The aim of a SIP is to deliver a collection of documents in a form suitable for ingesting into an archive. It needs to have enough metadata to create a proper Archive Information Package (AIP). The model doesn’t specify what SIP format(s) an archive should accept. XML files following well-known archival schemas such as METS for the overall package and PREMIS for preservation information are popular.
The article “Beyond TIFF and JPEG2000: PDF/A as an OAIS Submission Information Package Container” proposes using PDF/A-2 or PDF/A-3 as a SIP container. It’s true that PDF/A-3 has the necessary capabilities, since it allows embedding of any kind of file within a PDF, without restriction, as well as XMP to store arbitrary metadata. An NDSA paper explores the idea of using PDF/A-3, not as a SIP, but for bundling related files within an archive. That’s a different scenario, in which the file is treated as a PDF document plus related materials. I won’t get into the pluses and minuses of that.

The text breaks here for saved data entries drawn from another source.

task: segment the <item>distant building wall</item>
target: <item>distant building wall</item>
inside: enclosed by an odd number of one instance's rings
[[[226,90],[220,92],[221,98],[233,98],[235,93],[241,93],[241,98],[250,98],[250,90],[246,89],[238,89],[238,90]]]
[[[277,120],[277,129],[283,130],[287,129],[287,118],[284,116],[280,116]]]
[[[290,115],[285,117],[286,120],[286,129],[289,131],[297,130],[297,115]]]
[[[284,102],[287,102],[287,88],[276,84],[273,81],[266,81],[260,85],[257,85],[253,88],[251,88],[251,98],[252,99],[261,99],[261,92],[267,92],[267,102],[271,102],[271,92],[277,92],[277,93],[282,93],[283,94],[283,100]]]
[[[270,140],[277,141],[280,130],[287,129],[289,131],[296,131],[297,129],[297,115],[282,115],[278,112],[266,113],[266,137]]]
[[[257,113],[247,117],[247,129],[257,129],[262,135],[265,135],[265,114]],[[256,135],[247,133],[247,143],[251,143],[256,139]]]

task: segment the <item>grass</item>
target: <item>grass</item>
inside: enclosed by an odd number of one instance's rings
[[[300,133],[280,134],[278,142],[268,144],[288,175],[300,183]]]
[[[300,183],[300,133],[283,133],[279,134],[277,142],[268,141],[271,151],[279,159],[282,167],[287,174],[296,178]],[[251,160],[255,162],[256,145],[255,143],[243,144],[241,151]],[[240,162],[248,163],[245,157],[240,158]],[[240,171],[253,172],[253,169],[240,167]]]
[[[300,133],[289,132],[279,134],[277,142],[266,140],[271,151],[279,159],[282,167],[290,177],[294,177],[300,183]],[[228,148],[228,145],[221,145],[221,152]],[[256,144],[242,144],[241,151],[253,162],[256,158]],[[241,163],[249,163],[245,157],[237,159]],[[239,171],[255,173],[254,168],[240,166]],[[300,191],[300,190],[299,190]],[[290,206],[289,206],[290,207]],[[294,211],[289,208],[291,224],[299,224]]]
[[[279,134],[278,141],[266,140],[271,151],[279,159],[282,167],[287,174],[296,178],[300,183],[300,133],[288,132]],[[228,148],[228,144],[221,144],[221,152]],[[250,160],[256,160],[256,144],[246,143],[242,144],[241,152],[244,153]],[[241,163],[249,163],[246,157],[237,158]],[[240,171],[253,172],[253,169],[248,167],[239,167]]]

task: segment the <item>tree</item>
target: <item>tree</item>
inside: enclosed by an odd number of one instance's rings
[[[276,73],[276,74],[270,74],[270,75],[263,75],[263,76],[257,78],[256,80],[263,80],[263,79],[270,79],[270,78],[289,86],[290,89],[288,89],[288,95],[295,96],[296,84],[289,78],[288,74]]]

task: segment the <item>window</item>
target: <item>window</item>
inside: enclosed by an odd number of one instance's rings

The new proposal is to treat the “PDF-ness” of the file as purely incidental, and to use its embedding capabilities as a way of bundling submissions.
PDF is a horribly complex format designed for creating readable documents. The PDF/A standard imposes restrictions on this format for the sake of stability, without adding any new capabilities. You can embed anything in an ordinary PDF. That doesn’t make it a good idea. The NDSA paper notes: “The PDF/A-3 specification itself neither addresses use-cases for embedding non-PDF/A files within a PDF/A-3 file instance, nor motivates the addition of this capability.”
Software to create XML files is easy to create. There are many tools for extracting machine-usable or human-readable information from XML. Reading PDF requires specialized software, and it’s much harder to write one-off tools for pulling information out of a PDF SIP. It’s also very hard to modify existing PDF files.
But maybe I’m beating a horse that should be mercifully shot instead. The abstract conflates two completely unrelated issues: digitization of scanned documents and SIP containers. The title seems to say that PDF/A is a better SIP format than TIFF and JPEG2000. Granted, that’s true; it’s also a better SIP format than long-playing records, VHS tape, or a Tarot deck.
I’d have to pay a ridiculous $32 to read the article, so I’m going only by the abstract.